November 20, 2003 Posted by | Uncategorized | 1 Comment

Thanks, Bradley!

-About three months ago, I started getting someone else’s mail. Mind you, I’ve been living in my loft for about a year now… It’s not like there should be mail forwarding issues at this point… But lo and behold, every month for the past three, there’s an issue of Stuff Magazine addressed to “Bradley J. Buckman” in my mailbox.

-I asked my landlord what was up… If a guy named Bradley used to live or work in the loft… Nope. It was a media company before we moved in. Before that it was a rather well-known band. No Bradleys in either organization. Hmm… I asked the mailman what the deal was, and if there was any forwarding info on file for the dude… He told me that only first class mail gets forwarded, and that magazines are technically 4th class mail. So if I refuse this ghost’s subscription, it just gets thrown away by the US Postal Service.

-So I’m left with a pseudo subscription to a magazine that I previously have slid aside on my way to the latest AdBusters or Music Connection. Don’t get me wrong… I always appreciate free stuff (no pun intended)… I just feel weird reading someone else’s subscription to the thing. It HAS come in handy more than once, though…

-The first of these examples happened when I was out in NYC with my girl… I found myself at one of these celebrity-packed “it-list” parties in some random after-hours warehouse on the lower west side… Everyone was jockeying for position dancing next to Jamie Kennedy or trying to keep themselves in Nikki Cox’s eye line. We were over it, and we made our way to the “over it” section. I met this dude named Aric, and it so happens he was a friend of a friend… We started talking, and it also turns out he works as Associate Publisher at Stuff Magazine. I told him the story of the mystery subscriber at my place, and he thought it was the best story he’d heard all night. So he proceeded to buy everyone in our party dramatically overpriced drinks all night on the corporate credit card (thanks, man)!

-The second benefit came in the form of the September 2003 issue… Brooke Burke is practically naked on the cover, but it’s the inside which held the surprise… My best friend Brian (from Fine White China) used to date this girl named Jen. Hollywood Jen behind her back… This is the girl who broke up with my boy by handing him a “Dear John” letter tucked into a BIBLE as a parting gift. What a lame dump. Essentially, she told him he needed to act more “Christian.” Anyway, this particular feminine disciple of the Lord had a leather-clad rooftop bikini spread inside! And there she was… Hollywood Jen… Looking like an awkward midwestern dominatrix! How upstandingly Christian of her! Whatever… The story gets better…

-I had a show booked with Fine White China a couple days later, so of course I brought the issue to give to Brian. Who should stride into the club as he’s flipping through the rediculous display? Hollywood Jen! The classic “ex at your show” scenario… Pretending not to care, but watching him all night to see if he’s looking at her… Brian, the sly devil that he is, was able to use the situation to his advantage, and undeniably ended the evening with the upper hand.

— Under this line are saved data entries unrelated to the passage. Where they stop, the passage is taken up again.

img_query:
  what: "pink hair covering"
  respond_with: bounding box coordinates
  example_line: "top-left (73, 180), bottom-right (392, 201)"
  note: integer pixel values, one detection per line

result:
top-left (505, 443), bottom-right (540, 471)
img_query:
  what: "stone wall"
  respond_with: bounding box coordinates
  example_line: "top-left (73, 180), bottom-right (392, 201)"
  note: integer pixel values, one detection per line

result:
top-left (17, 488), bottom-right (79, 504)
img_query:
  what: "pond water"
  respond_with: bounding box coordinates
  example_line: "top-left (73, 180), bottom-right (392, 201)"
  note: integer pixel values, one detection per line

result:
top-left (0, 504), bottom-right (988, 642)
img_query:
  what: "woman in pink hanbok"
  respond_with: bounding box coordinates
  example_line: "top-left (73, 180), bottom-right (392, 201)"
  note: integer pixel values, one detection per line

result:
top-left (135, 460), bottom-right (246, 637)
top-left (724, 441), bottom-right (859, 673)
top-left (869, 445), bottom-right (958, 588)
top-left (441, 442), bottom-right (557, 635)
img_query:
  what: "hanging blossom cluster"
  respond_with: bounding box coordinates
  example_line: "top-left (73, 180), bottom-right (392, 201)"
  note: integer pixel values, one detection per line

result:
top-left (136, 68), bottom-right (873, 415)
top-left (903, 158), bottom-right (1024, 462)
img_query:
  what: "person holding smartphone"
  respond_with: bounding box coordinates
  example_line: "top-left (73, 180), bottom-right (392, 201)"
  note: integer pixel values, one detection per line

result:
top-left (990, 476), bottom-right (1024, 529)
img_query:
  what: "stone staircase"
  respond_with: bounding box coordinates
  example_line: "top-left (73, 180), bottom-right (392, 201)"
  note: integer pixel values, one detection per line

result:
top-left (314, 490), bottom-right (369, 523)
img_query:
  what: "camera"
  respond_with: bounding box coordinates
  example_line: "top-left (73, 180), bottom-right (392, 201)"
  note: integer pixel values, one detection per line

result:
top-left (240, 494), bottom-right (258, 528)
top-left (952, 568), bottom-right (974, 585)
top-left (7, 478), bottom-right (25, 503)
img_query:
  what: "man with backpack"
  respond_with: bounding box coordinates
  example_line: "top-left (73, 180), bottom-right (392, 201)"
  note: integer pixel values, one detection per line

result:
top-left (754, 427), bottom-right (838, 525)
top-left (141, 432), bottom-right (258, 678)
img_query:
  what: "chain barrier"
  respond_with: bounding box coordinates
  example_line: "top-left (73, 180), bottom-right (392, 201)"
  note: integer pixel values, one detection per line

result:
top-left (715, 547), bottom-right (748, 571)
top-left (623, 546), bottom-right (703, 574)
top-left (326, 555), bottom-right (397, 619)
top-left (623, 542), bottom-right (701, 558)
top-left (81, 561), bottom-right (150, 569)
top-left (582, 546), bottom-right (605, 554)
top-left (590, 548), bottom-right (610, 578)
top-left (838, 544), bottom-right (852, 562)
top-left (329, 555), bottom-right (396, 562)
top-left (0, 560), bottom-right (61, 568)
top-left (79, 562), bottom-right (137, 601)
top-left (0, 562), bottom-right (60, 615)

Bradley’s errant September issue was used as a stage prop during FWC’s set to exact some pinpoint revenge as he introduced their song “Starfucker.” All that was heard above the clink of ice in the bar glasses was a single shriek from the Stuff-ed dimwit…

-So all that to say… Thanks Bradley J. Buckman. Your truant subscription has made my life a bit more interesting… Free magazines, free alcohol, and Hollywood revenge for my friends! If we ever meet in person, the evening’s on me!

Love and gratitude and Stuff,

November 12, 2003 Posted by | Uncategorized | Leave a comment


SO… It’s been a while. I apologize… I’ve been too busy laughing my ass off at the hilarious crank calls posted at http://www.celebrityprankcalls.com . Seriously, it’s one of the funnier things I’ve seen on the internet for quite some time. These dudes took soundbites of movie quotes, and crank call the poor saps of America. They play different clips and quotes in order to have conversations with the unsuspecting recipient… SO funny. Arnold Schwarzenegger calling an asian escort service is so hilarious, and somehow so appropriate!